Sun, Sep 09, 2018 - Page 16

Argentina, reeling from its worst currency crisis in 17 years, is proposing that its counterparts in the developed world ditch the rule book and buy the sovereign debt of emerging markets as part of their reserves.

Central Bank of Argentina President Luis Caputo called on central banks to invest as much as 2 percent of their reserves in countries with loan packages from the IMF.

Caputo on Friday told finance executives in Mendoza, Argentina, that he planned to pitch the idea at a meeting of central bank heads in Basel, Switzerland, this weekend.

He said that he has discussed the plan with European Central Bank President Mario Draghi and Bank for International Settlements General Manager Agustin Carstens.

“It’s a concrete proposal and they are going to give me time to explain it all,” Caputo said. “Developed nations should be able to have the choice to buy even a small part, perhaps 2 percent of reserves, of debt from emerging markets that have an IMF program.”

The idea could prove a tough sell after this year’s rout in emerging markets, fueled by a currency crisis in Argentina and Turkey that helped send bond spreads over US Treasuries close to the highest since 2016.

Investors are starting to speak of contagion as South Africa falls into recession, bringing the rand down with it, and Indonesia’s flirts with a milestone in currency weakness not seen since the 1997-1998 Asian financial crisis.

Argentina is in talks to speed up disbursement of money from a record US$50 billion credit line with the IMF.

The peso’s decline worsened amid concern about the government’s ability to finance itself during the second recession in three years.

Caputo last week raised the key interest rate to 60 percent to curb rampant inflation.

The US Federal Reserve does not hold any foreign debt on its balance sheets, making Caputo’s proposal a novel concept for major central banks.

The ECB declined to comment.

More than a dozen countries are in programs with the IMF, its Web site said.

“I can’t really see this happening,” Aberdeen Asset Management head of emerging market sovereign debt Edwin Gutierrez said.

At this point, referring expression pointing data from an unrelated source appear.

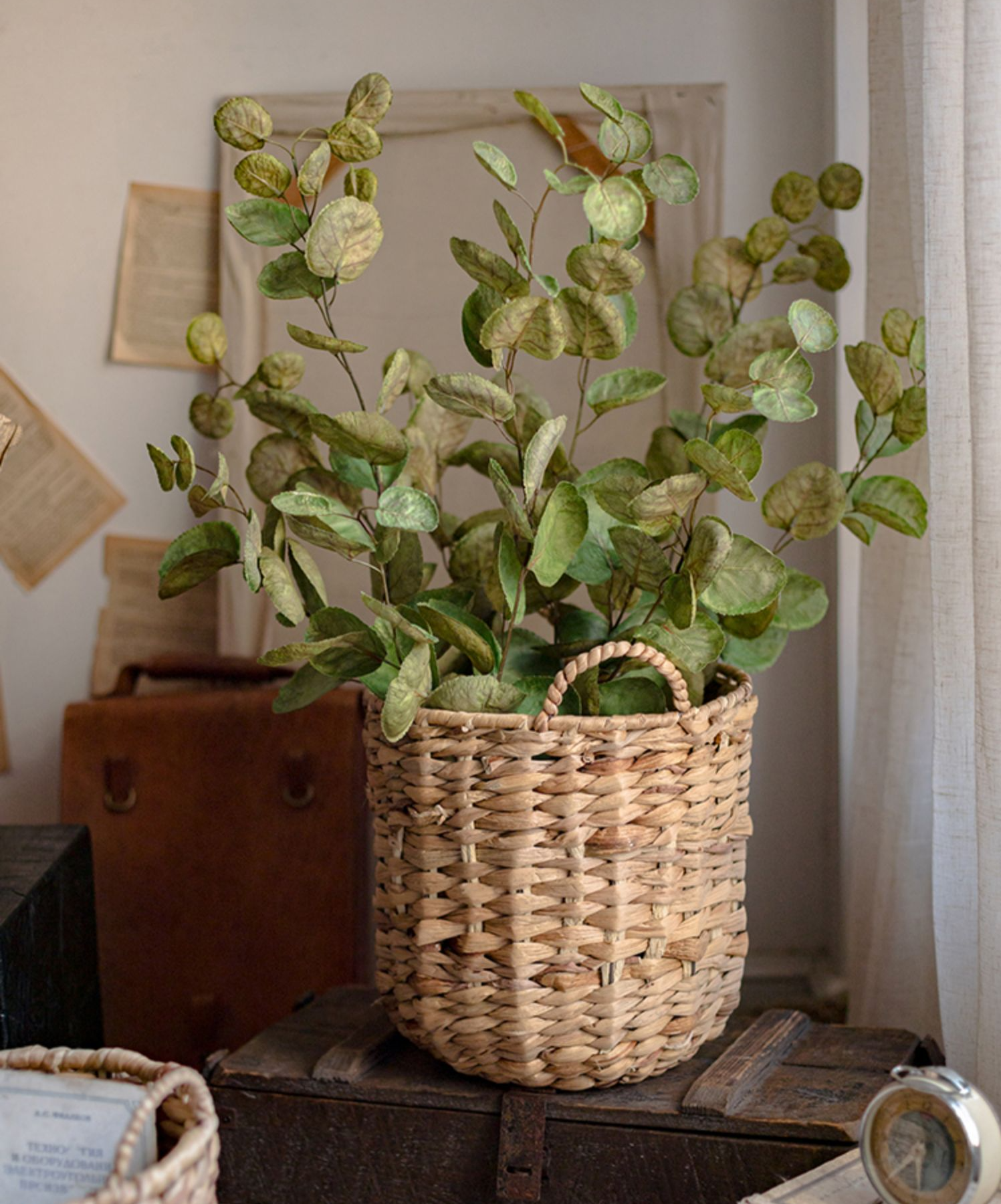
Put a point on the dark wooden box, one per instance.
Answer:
(48, 942)
(331, 1107)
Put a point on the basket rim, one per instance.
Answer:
(740, 690)
(122, 1066)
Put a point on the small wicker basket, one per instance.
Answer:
(560, 901)
(185, 1175)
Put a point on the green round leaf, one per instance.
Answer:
(812, 325)
(719, 469)
(840, 186)
(561, 532)
(362, 435)
(748, 581)
(266, 222)
(543, 116)
(197, 555)
(725, 262)
(361, 183)
(273, 460)
(343, 240)
(724, 400)
(282, 370)
(623, 388)
(592, 324)
(707, 550)
(323, 342)
(766, 239)
(243, 123)
(758, 654)
(796, 270)
(407, 692)
(487, 268)
(602, 100)
(910, 417)
(370, 99)
(313, 174)
(465, 393)
(478, 307)
(803, 602)
(495, 162)
(263, 175)
(164, 466)
(671, 179)
(897, 329)
(212, 417)
(354, 140)
(626, 140)
(785, 403)
(477, 695)
(185, 462)
(615, 209)
(733, 355)
(809, 501)
(288, 278)
(834, 270)
(207, 338)
(794, 197)
(411, 510)
(893, 501)
(698, 317)
(531, 324)
(604, 268)
(876, 373)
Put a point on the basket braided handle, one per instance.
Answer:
(156, 1092)
(614, 649)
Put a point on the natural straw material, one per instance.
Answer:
(188, 1173)
(560, 901)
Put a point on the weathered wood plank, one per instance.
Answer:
(48, 944)
(281, 1150)
(746, 1065)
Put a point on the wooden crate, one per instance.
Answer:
(48, 944)
(331, 1106)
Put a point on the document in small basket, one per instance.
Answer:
(60, 1133)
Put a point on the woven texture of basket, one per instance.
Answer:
(558, 900)
(185, 1175)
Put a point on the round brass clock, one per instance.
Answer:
(931, 1138)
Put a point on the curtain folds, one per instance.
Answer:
(924, 824)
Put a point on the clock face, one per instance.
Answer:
(919, 1150)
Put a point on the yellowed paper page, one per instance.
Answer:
(169, 272)
(10, 433)
(136, 625)
(52, 498)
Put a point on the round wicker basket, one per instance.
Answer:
(560, 901)
(185, 1175)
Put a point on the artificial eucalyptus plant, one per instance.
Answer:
(626, 536)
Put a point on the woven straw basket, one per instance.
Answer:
(185, 1175)
(560, 901)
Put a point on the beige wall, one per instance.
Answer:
(100, 93)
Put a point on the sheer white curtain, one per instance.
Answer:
(924, 824)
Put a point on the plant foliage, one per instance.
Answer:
(620, 550)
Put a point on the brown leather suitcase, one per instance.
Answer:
(230, 855)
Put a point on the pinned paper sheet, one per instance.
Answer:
(135, 625)
(169, 272)
(52, 496)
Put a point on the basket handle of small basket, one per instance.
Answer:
(156, 1092)
(611, 650)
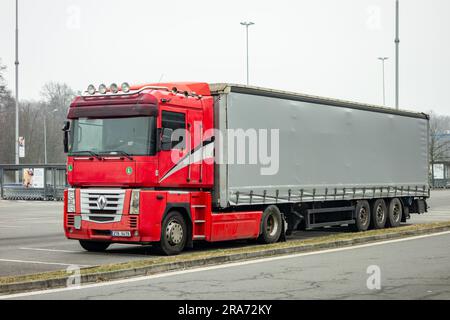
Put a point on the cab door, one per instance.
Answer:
(173, 164)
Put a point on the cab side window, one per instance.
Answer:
(177, 122)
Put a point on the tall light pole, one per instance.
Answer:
(383, 59)
(45, 136)
(247, 24)
(397, 52)
(17, 83)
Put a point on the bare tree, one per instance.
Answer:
(57, 98)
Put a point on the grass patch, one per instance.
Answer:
(199, 255)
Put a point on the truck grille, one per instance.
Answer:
(102, 201)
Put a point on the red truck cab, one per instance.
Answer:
(141, 170)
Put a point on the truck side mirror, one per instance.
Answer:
(66, 129)
(166, 139)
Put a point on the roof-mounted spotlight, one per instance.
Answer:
(91, 89)
(125, 87)
(102, 89)
(114, 88)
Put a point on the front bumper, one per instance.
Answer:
(143, 227)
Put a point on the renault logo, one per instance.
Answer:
(102, 202)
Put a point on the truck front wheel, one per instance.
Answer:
(173, 234)
(94, 246)
(362, 213)
(395, 213)
(271, 225)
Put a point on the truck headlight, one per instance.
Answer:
(134, 201)
(71, 200)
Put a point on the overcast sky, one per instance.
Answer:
(321, 47)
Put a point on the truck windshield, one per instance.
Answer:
(121, 136)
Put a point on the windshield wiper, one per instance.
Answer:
(89, 152)
(123, 153)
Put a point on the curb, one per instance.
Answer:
(226, 258)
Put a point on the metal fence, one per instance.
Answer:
(32, 182)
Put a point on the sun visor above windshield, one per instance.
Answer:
(113, 111)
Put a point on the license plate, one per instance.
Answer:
(121, 234)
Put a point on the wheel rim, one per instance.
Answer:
(396, 212)
(174, 233)
(363, 216)
(272, 225)
(380, 213)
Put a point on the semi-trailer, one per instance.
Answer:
(170, 164)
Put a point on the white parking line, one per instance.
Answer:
(50, 250)
(42, 262)
(223, 266)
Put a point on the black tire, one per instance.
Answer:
(174, 234)
(379, 214)
(395, 213)
(271, 225)
(362, 216)
(94, 246)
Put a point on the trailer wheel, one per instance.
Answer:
(94, 246)
(379, 214)
(362, 213)
(173, 234)
(395, 213)
(271, 225)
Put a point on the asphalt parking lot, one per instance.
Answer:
(32, 238)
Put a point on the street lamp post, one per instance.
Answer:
(397, 53)
(383, 59)
(247, 24)
(45, 136)
(17, 84)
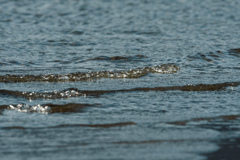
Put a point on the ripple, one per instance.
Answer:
(86, 76)
(73, 92)
(49, 108)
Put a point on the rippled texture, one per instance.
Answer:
(133, 73)
(125, 79)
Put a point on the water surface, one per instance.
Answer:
(118, 80)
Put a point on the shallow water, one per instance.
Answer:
(122, 79)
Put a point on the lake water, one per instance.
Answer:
(108, 79)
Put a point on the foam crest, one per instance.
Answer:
(86, 76)
(27, 108)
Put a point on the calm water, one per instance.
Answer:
(108, 79)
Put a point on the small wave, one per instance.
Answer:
(27, 108)
(49, 108)
(73, 92)
(85, 76)
(108, 125)
(224, 117)
(120, 58)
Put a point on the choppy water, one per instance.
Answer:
(125, 79)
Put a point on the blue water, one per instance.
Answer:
(105, 79)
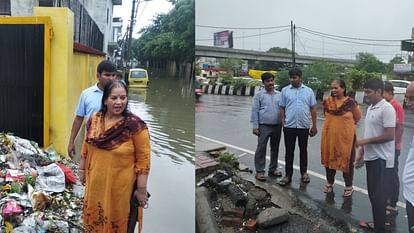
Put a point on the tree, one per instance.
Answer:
(319, 75)
(356, 78)
(170, 37)
(390, 65)
(369, 63)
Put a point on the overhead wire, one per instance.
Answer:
(241, 28)
(249, 36)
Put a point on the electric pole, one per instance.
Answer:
(292, 30)
(131, 29)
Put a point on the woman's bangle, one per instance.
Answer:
(142, 189)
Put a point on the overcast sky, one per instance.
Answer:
(365, 19)
(147, 10)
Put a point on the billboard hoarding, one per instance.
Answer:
(223, 39)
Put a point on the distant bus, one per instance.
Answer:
(257, 74)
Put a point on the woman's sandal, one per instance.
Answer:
(328, 188)
(367, 225)
(348, 191)
(305, 178)
(285, 181)
(389, 210)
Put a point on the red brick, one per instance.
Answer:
(251, 224)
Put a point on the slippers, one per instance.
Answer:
(366, 225)
(275, 173)
(348, 191)
(260, 176)
(305, 178)
(389, 210)
(285, 181)
(370, 225)
(328, 188)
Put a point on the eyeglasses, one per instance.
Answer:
(409, 98)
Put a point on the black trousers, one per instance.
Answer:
(393, 182)
(410, 214)
(376, 177)
(290, 135)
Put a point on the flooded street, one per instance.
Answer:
(167, 106)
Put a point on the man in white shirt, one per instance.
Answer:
(90, 100)
(378, 147)
(408, 173)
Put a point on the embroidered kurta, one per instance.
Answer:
(110, 177)
(338, 133)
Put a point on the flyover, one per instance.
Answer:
(217, 52)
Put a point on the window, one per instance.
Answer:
(48, 3)
(5, 7)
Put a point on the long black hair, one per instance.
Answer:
(342, 84)
(107, 90)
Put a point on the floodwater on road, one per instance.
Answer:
(167, 107)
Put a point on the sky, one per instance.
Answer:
(259, 25)
(147, 10)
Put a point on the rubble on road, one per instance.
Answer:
(40, 191)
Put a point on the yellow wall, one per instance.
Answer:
(70, 73)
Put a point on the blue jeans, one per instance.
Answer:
(267, 132)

“In my experience in running money for central banks and sovereign wealth funds, they usually have fairly high ratings thresholds. They do buy some EM [emerging markets] bonds, but I wouldn’t count on them being major buyers of bonds from lower rated emerging markets like Argentina,” Gutierrez said.

“There’s more than one nation that would like to do more for us and apply some of the policies they applied in their own crises,” Caputo said.